Sandy Chapman éteint la radio. Grogne, grommelle. Raideurs dans les articulations, il se sent vieux. Le soleil entre à flots dans la chambre aux parois vitrées et emplie de plantes ; il fait chaud, moite, ça sent comme dans une serre. Sandy parvient tant bien que mal à se mettre en position assise. Angela est partie depuis longtemps, pour aller bosser dans les salles de thérapie corporelle de l’hôpital St. Joseph.

Toutes les luisantes feuilles verdoyantes se brouillent. Vision quelque peu floue – un peu trop cillé la veille, comme toujours, ça produit un genre de gueule de bois oculaire, comme s’il avait encaissé des lacrymos ou qu’on lui avait passé la cornée au sable ou je ne sais quoi. Il a l’habitude. Il se lève, rame vers la salle de bains. Le visage dans le miroir a l’air ravagé. Cernes appuyés soulignant des yeux rouge vif, barbe de plusieurs jours, langue chargée, longs cheveux rouges échappés de la queue-de-cheval, comme s’il avait été électrocuté. Pas de doute, c’est le matin. Onkr.

Dans la cuisine, il met la cafetière en route, reste assis à contempler la San Diego Freeway, dehors, jusqu’à ce que ça soit prêt. Retour à la chambre, où il s’assied par terre au milieu des plantes. Cille un peu d’Appréhension de la Beauté… Ah. Ça va mieux. La simple lubrification lui fait du bien. Il sirote son café, se détend, l’esprit vide : pas de soucis, pas de projets. Odeurs de café, de plantes à la chaleur, de terre mouillée. « , c’est pour ça qu’ma java est rouge et blanche et verte, entonne-t-il, le sang dans la jungle, la machine blanche qui fume… » C’est son seul moment de tranquillité de la journée, au milieu des feuilles cireuses qui luisent d’un vert translucide dans l’air ensoleillé traversé de fétus infinitésimaux ; tout est visible, c’est un monde de lumière et de couleurs…

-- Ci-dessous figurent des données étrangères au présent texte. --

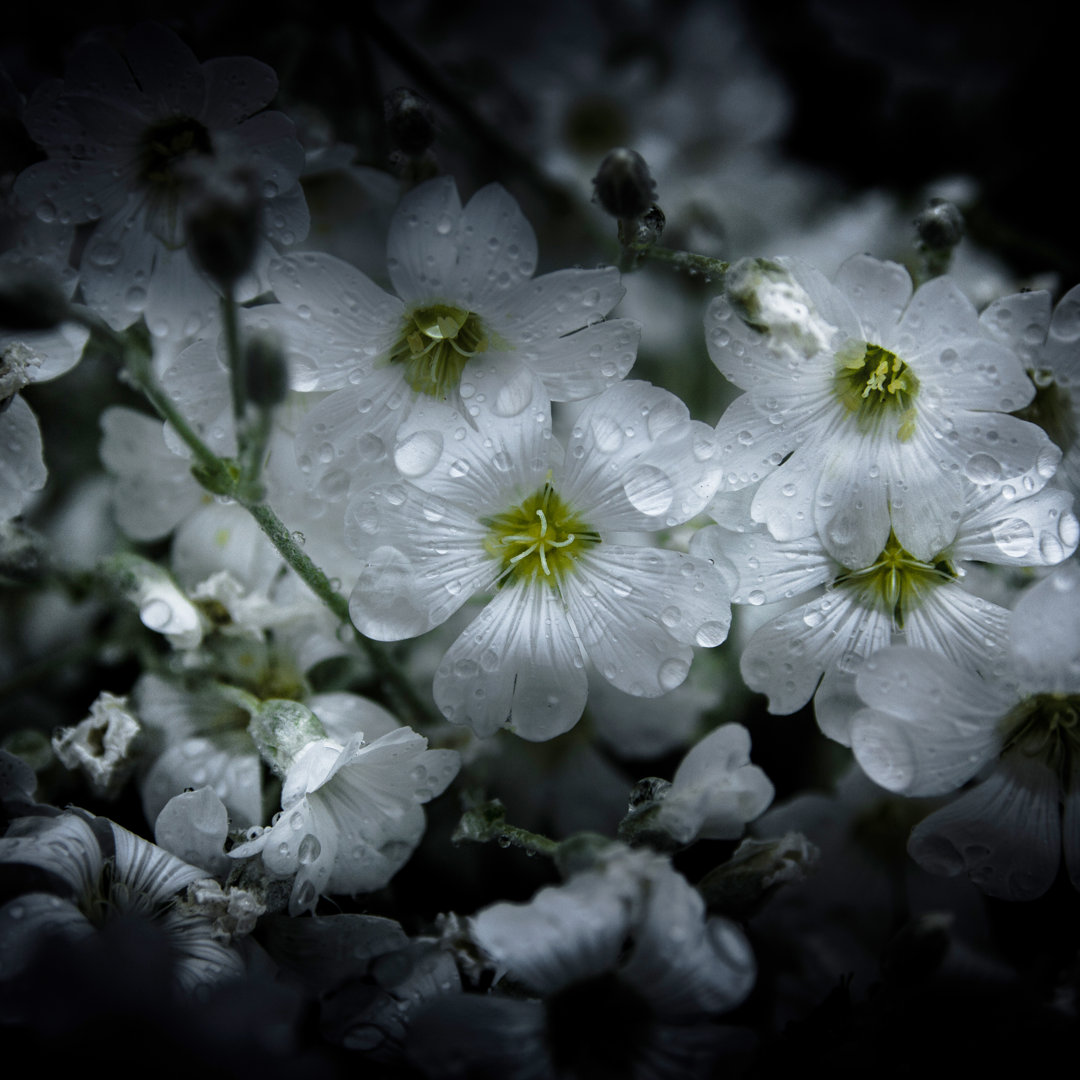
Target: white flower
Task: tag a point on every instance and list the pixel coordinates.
(503, 509)
(630, 971)
(103, 745)
(118, 133)
(1049, 343)
(351, 814)
(142, 880)
(876, 432)
(929, 728)
(715, 791)
(463, 278)
(894, 596)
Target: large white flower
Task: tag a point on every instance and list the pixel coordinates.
(894, 596)
(504, 508)
(464, 284)
(929, 728)
(118, 132)
(874, 403)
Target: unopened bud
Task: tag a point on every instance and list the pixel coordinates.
(30, 300)
(223, 219)
(940, 227)
(623, 185)
(410, 124)
(266, 370)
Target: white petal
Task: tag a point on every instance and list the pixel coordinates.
(422, 558)
(767, 569)
(64, 846)
(423, 243)
(786, 657)
(1039, 530)
(193, 826)
(516, 664)
(933, 728)
(878, 292)
(585, 362)
(1006, 834)
(635, 460)
(336, 321)
(556, 304)
(22, 462)
(637, 610)
(498, 247)
(562, 935)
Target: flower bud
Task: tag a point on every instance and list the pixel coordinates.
(940, 226)
(223, 218)
(410, 124)
(623, 185)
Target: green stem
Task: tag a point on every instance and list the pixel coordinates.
(224, 477)
(688, 262)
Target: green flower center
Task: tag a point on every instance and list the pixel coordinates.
(896, 582)
(877, 387)
(434, 346)
(164, 146)
(540, 538)
(1045, 726)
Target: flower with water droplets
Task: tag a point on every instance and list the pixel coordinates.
(873, 423)
(466, 292)
(928, 728)
(504, 509)
(895, 596)
(351, 813)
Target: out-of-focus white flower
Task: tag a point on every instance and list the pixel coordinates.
(1049, 343)
(715, 791)
(463, 278)
(143, 880)
(351, 814)
(118, 133)
(929, 728)
(503, 508)
(629, 968)
(877, 431)
(103, 745)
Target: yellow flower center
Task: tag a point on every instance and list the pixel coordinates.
(876, 385)
(540, 538)
(434, 346)
(1045, 726)
(896, 582)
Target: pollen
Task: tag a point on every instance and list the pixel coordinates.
(896, 582)
(434, 345)
(540, 539)
(877, 387)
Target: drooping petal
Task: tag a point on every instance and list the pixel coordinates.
(517, 664)
(636, 611)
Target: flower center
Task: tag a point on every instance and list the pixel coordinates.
(1045, 726)
(896, 581)
(540, 538)
(876, 385)
(435, 343)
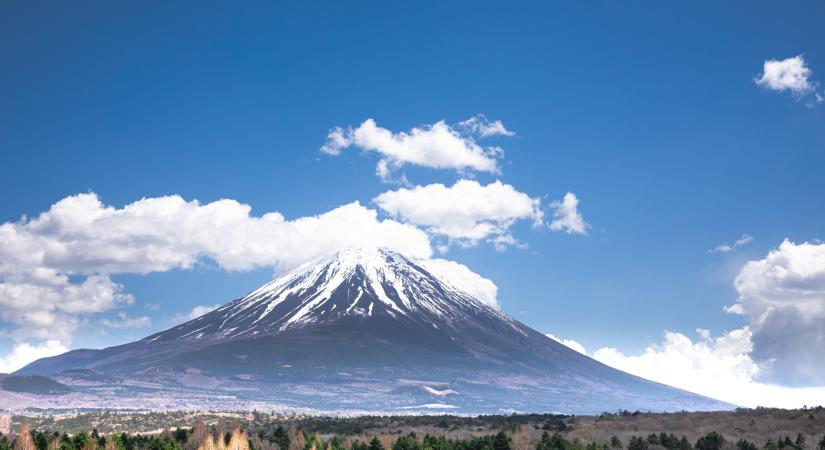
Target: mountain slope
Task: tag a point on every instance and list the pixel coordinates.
(372, 329)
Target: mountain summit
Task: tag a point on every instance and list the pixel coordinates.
(364, 329)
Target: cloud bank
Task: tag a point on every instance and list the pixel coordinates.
(783, 297)
(775, 360)
(55, 268)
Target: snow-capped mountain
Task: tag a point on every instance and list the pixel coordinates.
(352, 285)
(367, 329)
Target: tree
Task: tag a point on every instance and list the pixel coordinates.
(375, 444)
(637, 443)
(710, 441)
(238, 441)
(198, 435)
(800, 443)
(24, 439)
(501, 441)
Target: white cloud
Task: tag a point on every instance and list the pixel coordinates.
(480, 126)
(567, 217)
(55, 268)
(719, 367)
(465, 279)
(466, 211)
(124, 321)
(790, 74)
(51, 307)
(776, 360)
(437, 146)
(23, 353)
(194, 313)
(783, 296)
(724, 247)
(569, 343)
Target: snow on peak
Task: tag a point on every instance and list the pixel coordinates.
(353, 281)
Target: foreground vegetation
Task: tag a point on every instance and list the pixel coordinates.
(761, 429)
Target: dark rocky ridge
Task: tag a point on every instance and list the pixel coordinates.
(369, 329)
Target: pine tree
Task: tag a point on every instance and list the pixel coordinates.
(800, 443)
(24, 439)
(375, 444)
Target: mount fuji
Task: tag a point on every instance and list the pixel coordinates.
(362, 329)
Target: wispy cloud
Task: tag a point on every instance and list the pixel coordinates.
(436, 146)
(566, 216)
(724, 247)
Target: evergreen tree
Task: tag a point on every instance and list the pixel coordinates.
(800, 443)
(24, 440)
(637, 443)
(501, 441)
(710, 441)
(375, 444)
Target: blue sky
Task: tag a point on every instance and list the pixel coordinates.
(647, 111)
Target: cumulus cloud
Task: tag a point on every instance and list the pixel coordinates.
(124, 321)
(718, 367)
(23, 353)
(568, 343)
(465, 279)
(55, 268)
(776, 360)
(724, 247)
(48, 305)
(566, 216)
(437, 146)
(467, 211)
(790, 74)
(783, 296)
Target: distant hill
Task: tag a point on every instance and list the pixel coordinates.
(33, 384)
(366, 330)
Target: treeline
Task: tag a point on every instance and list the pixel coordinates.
(669, 441)
(217, 437)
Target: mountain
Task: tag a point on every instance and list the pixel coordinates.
(32, 384)
(363, 330)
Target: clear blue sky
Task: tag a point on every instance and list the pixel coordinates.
(648, 111)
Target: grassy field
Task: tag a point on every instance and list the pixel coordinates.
(755, 425)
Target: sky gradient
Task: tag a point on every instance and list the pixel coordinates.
(652, 115)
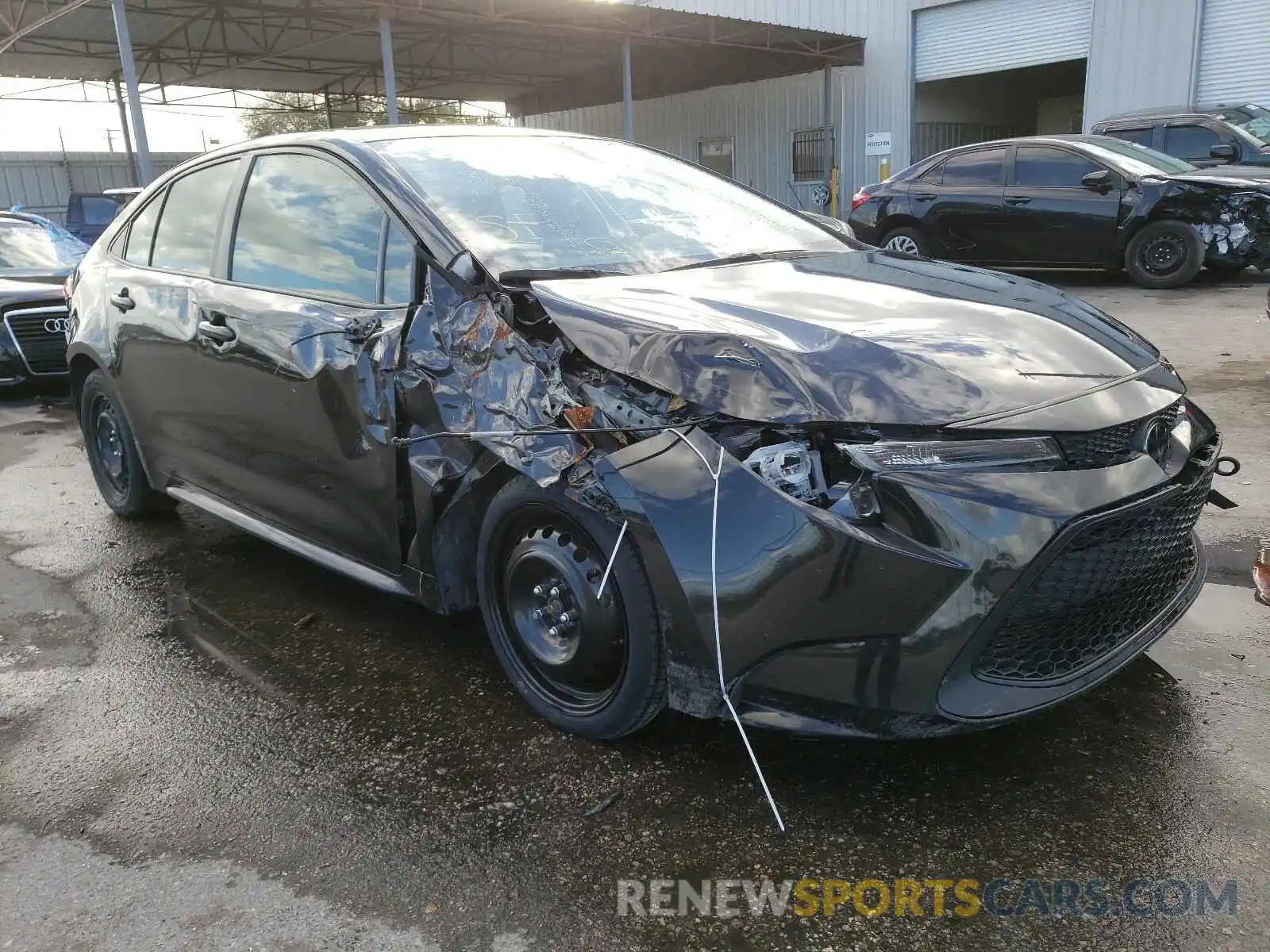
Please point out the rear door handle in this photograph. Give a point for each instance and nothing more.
(216, 332)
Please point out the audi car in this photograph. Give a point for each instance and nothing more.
(36, 258)
(1073, 202)
(683, 447)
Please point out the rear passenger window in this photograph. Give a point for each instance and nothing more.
(1191, 143)
(186, 239)
(981, 168)
(1141, 136)
(1051, 168)
(141, 232)
(308, 226)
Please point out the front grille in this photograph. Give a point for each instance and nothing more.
(1106, 583)
(1113, 444)
(44, 351)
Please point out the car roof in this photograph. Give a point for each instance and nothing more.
(1166, 112)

Besoin d’une autre tasse de café. Un quart d’heure après, ça lui revient à l’esprit et il se lève. « Oups, me suis levé trop vite. » Traverse des zones chaudes sur le chemin de la cuisine. Ah, nettement mieux maintenant. Volupté de la chaleur du carrelage sous les pieds, saveur du café tranchant sur le goût pâteux dans la bouche, vidéo d’Angela se déshabillant la nuit d’avant, en piste sur les écrans de la cuisine. Prêt à attaquer le boulot de la journée. Une journée dans une vie, ouais.

Mais d’abord il s’interrompt pour appeler son père à la clinique expérimentale de Miami Beach. Ils discutent par liaison vidéo pendant vingt minutes ou quelque chose comme ça : George semble bien aujourd’hui, cordial et enjoué malgré sa pâleur et les perfs. Sandy trouve ça rassurant, enfin presque.

Puis il est habillé, dispos, il franchit la porte pour aller travailler comme n’importe quel homme d’affaires.

Sandy commence sa journée à l’heure. Et comme il n’a de comptes à rendre qu’à lui-même, il respecte toujours le planning. Il trace jusqu’à un quartier mal famé de Santa Ana, à quelque chose comme un kilomètre et demi au nord de South Coast Plaza, et ouvre le portail de l’entrepôt qu’il loue après avoir déconnecté toutes les alarmes. Pénètre dans son laboratoire.

Aujourd’hui, il attaque les essais de cyto-toxicité, l’un des points essentiels de son travail. N’importe qui peut fabriquer des drogues, après tout ; le truc, c’est de découvrir si elles vont vous tuer ou pas sans en faire personnellement l’expérience. Ou les administrer à des rats. Sandy n’aime pas tuer des rats. Aussi n’apprécie-t-il pas ces essais.

Étant donné que l’épithélium de la cornée sera le premier touché par la drogue, les cellules de l’épithélium sont testées les premières. Deux jours plus tôt, Sandy a contacté l’équipe de techniciens de biochimie à l’abattoir et a acheté un sac d’yeux de vache ; il les sort maintenant du frigo et utilise un outil que l’on appelle un policier de caoutchouc pour détacher les Cellules épithéliales de leur support membraneux. Déversées dans une boîte de Pétri sur un quelconque milieu de culture, en compagnie d’une dose soigneusement mesurée de la drogue en question – une nouvelle, une variante de la triméthoxy-amphétamine 3, 4, 5 qu’il a baptisée la Visionnaire –, ces cellules vont se mettre soit à proliférer, soit à mourir, soit à se débattre quelque part entre les deux, et leur coloration au bout d’une semaine dira ce qu’il y aura à dire.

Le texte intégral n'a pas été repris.